Despite federal policy prohibiting states from awarding post-secondary education benefits to illegal immigrants on the basis of residency, currently, at least 19 states have exploited a loophole in the law by allowing children who were illegally brought to the country by their parents — also called Dreamers — to have access to in-state tuition and grants. States are sidestepping the law by offering alternative criteria — such as graduation from an in-state high school — as the prohibition only applies if the state uses residency as the eligibility requirement. Eight states have taken a step further by allowing undocumented students to qualify for state-based financial aid.

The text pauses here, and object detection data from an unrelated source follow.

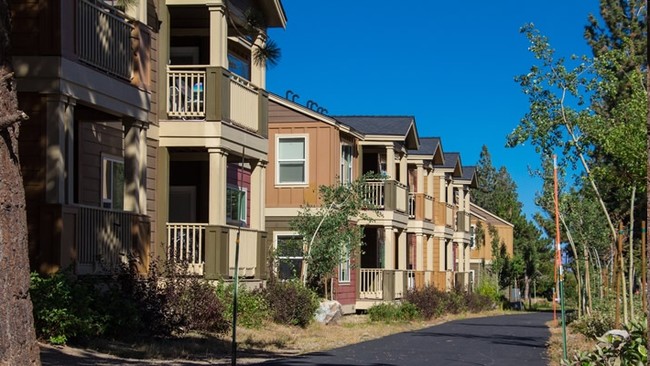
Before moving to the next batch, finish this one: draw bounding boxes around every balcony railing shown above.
[408,192,415,219]
[424,195,433,221]
[445,203,454,228]
[167,66,205,119]
[167,223,207,275]
[228,227,258,277]
[359,268,455,301]
[74,206,139,274]
[167,65,266,132]
[359,268,384,300]
[365,180,385,210]
[75,0,134,80]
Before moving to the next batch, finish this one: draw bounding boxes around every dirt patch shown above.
[41,311,506,366]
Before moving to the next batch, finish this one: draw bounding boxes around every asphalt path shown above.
[259,313,552,366]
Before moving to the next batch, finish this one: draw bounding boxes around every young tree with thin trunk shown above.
[0,0,40,365]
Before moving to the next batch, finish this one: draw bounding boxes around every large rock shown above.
[314,300,343,324]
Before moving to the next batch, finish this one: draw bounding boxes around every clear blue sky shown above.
[267,0,598,218]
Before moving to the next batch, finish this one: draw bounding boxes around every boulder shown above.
[314,300,343,324]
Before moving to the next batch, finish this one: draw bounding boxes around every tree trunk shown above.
[0,0,40,365]
[627,187,636,320]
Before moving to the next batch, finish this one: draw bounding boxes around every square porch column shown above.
[45,94,76,203]
[415,233,425,271]
[208,0,228,69]
[397,229,407,269]
[208,148,228,225]
[384,226,395,269]
[424,235,435,271]
[122,118,148,215]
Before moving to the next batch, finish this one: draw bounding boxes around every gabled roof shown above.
[333,116,420,149]
[269,93,364,139]
[435,152,463,178]
[408,137,445,165]
[460,166,478,188]
[469,202,515,227]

“It is unthinkable that some states are circumventing federal law to allow illegal immigrants to receive in-state tuition, while other legal American citizens, playing by the rules, have to pay out-of-state tuition to attend public universities,” Gosar said of the growing problem.

“With a stagnant economy, American students are facing enough challenges upon graduating from college and shouldn’t bear more financial burdens as a result of loopholes crafted by attorneys that put illegal aliens not in lawful immigration status ahead of U.S. citizens.”

Endorsed by the Federation for American Immigration Reform (FAIR) and NumbersUSA, Gosar’s bill H.R. 3566 and Vitter’s bill S.60, would close the “loophole” in question.

The legislation states “an alien who is not lawfully present in the United States shall not be eligible for any postsecondary education benefit unless every citizen and national of the United States is eligible to receive such a benefit (in no less an amount, duration, and scope).”

This legislation is an answer to America’s sluggish employment numbers, especially those of millennials.

“If you look at the numbers starting in 2009, we’ve been in the longest sustained period of unemployment since the Bureau of Labor Statistics began collecting their data following World War II,” says David Pasch, a spokesman for Generation Opportunity to Newsweek in June.

Senator Vitter agrees.

“Some of our nation’s highest unemployment rates are among recent college graduates, which is certainly why we should be supporting policies that provide American students with the opportunity to go to college and compete for good jobs,” Vitter said.

“American students should always come first, and it’s unfortunate that so many states are blatantly disregarding the spirit of existing immigration law, which could end up putting illegal immigrants ahead of American citizens.”